Which leaves me with: enter image description here

So obviously this is what I am trying to accomplish, except now the vast majority of the data is completely gone. I would appreciate any advice or insight onto why this is happening and how to fix it.


Solution

  • I came across a similar issue, and what I came up with was the following:

    Generate & plot some problematic data:

    import pandas as pd
    import numpy as np
    import hvplot.pandas
    
    df = pd.DataFrame({'data1':np.random.randn(22),
                       'data2':np.random.randn(22)+3})
    
    df['time'] = pd.to_datetime('2022-12-25T09:00') + \
                 np.cumsum(([pd.Timedelta(1, unit='h')]*5 +
                           [pd.Timedelta(30, unit='h')] + # <-- big 'Ol gap in the data
                           [pd.Timedelta(1, unit='h')]*5)*2)
    
    df.set_index('time', inplace=True)
    df.hvplot()
    

    Which plots something like the following - where the gaps in the data is hopefully obvious (but won't always be): plot with gaps

    So the approach is to find gaps in your data which are unacceptably long.
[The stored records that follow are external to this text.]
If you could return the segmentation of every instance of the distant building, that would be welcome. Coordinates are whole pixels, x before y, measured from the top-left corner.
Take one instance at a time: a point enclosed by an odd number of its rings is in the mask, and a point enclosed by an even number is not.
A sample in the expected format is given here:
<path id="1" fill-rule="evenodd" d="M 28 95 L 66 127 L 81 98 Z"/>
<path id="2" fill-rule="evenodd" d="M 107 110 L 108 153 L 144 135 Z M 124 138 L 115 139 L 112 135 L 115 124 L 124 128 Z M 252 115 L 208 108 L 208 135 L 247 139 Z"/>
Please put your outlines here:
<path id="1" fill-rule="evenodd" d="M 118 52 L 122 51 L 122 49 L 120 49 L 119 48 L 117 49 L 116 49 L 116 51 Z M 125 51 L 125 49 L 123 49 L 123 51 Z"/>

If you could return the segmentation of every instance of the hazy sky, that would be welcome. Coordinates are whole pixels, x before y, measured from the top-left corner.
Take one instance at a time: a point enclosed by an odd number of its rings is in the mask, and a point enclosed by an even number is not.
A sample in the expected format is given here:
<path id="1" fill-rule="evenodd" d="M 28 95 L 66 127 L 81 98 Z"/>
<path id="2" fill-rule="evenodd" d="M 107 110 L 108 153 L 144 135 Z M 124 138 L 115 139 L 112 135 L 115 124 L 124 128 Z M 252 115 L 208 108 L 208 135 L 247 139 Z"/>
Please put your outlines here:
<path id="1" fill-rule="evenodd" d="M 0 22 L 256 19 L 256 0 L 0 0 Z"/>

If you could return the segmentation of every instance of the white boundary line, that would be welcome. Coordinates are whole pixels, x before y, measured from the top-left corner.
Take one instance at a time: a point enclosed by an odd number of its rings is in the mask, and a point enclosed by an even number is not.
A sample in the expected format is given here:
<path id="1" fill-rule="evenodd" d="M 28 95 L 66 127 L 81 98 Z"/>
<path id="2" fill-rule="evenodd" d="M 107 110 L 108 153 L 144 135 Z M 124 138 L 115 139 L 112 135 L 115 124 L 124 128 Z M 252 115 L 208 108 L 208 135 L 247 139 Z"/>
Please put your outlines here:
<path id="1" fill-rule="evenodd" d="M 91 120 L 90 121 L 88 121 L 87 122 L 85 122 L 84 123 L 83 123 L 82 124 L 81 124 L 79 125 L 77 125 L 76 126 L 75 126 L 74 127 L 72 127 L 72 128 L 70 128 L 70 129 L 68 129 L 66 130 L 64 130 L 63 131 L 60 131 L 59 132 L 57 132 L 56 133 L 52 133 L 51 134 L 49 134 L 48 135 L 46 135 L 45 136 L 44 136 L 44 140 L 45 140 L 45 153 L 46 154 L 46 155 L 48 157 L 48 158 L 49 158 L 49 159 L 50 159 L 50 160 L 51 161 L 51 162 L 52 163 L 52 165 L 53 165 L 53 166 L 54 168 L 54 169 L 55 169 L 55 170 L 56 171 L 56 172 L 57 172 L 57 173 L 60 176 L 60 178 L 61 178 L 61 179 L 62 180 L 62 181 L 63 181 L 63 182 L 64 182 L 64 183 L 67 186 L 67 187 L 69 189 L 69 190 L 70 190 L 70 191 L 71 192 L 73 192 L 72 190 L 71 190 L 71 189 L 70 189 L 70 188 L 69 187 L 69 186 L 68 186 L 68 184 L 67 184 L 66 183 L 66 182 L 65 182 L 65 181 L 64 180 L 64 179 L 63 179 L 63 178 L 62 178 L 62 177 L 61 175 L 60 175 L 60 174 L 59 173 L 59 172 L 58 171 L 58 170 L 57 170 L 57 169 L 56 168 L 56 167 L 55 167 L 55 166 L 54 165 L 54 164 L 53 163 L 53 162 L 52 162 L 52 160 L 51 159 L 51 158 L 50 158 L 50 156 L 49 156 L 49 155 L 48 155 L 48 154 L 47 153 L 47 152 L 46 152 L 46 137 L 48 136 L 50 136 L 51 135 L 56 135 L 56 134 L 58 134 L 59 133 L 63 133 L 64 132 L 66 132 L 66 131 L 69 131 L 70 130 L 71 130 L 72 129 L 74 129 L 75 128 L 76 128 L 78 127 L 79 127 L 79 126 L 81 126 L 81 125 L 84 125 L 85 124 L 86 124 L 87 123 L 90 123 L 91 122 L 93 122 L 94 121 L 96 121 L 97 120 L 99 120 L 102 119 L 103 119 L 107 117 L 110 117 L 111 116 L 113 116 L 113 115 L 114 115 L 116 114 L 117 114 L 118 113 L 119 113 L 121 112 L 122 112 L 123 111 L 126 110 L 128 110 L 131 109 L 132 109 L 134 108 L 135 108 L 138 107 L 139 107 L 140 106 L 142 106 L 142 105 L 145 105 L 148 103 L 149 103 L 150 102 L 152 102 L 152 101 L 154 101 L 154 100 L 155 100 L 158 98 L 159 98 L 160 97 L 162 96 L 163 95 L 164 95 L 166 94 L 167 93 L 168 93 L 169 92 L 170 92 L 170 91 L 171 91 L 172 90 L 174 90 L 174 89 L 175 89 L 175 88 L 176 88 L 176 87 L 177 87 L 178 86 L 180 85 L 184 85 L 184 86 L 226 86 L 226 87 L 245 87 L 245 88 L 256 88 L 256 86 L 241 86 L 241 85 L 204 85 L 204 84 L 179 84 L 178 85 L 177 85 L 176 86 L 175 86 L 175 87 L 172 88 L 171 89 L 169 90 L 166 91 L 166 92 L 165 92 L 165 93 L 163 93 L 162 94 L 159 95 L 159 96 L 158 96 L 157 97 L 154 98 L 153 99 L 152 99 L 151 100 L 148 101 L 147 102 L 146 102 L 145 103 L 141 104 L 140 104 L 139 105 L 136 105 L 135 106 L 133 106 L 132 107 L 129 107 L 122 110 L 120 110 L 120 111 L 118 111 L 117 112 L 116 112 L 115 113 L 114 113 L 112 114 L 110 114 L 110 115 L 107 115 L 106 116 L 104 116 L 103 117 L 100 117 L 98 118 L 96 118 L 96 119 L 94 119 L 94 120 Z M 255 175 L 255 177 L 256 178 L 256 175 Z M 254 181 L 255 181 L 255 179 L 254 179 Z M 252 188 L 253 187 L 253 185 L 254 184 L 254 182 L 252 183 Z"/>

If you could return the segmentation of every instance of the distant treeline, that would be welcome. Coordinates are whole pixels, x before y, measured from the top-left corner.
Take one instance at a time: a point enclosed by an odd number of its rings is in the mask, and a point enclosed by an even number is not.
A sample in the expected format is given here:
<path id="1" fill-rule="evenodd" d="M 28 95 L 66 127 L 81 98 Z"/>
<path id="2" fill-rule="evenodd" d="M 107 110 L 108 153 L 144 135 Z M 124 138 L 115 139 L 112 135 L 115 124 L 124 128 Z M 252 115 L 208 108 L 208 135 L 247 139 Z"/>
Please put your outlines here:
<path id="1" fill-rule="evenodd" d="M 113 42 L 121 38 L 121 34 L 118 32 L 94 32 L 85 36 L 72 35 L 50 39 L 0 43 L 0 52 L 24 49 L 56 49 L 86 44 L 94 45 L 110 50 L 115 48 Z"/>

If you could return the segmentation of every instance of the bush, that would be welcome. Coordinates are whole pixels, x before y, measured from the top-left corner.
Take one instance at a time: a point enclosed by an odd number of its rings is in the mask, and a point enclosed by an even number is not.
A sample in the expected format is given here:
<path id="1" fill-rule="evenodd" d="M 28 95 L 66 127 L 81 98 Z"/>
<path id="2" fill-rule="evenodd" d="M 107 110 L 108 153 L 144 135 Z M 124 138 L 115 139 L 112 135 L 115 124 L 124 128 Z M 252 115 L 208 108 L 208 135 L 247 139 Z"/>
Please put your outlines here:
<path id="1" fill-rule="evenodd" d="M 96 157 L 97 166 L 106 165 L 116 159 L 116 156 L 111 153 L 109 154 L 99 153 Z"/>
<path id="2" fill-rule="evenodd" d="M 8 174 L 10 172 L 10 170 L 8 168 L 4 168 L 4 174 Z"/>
This will be context-specific. In the data above good data is 1h apart, and the gaps is 30h - so I use a max acceptable gap of 2h:

    # Insert NA just after any gaps which are unacceptably long:
    dt_max_acceptable = pd.Timedelta(2, unit='h')
    
    df['dt'] = df.index.to_series().diff()
    t_at_end_of_gaps = df[df.dt > dt_max_acceptable].index.values
    t_before_end_of_gaps = [i - pd.Timedelta(1) for i in t_at_end_of_gaps]
    
    for t in t_before_end_of_gaps:
        df.loc[t] = pd.NA
        
    df.sort_index(inplace=True)
    df.hvplot()
    

    Which should plot something like this - showing that the line no longer spans the gaps which are 'too long':

    plot where line no longer spans the gaps

    The approach is quite easy to apply - and works for my purposes. The down side is that it's adding artificial rows with NaN data in them - which might not always be acceptable.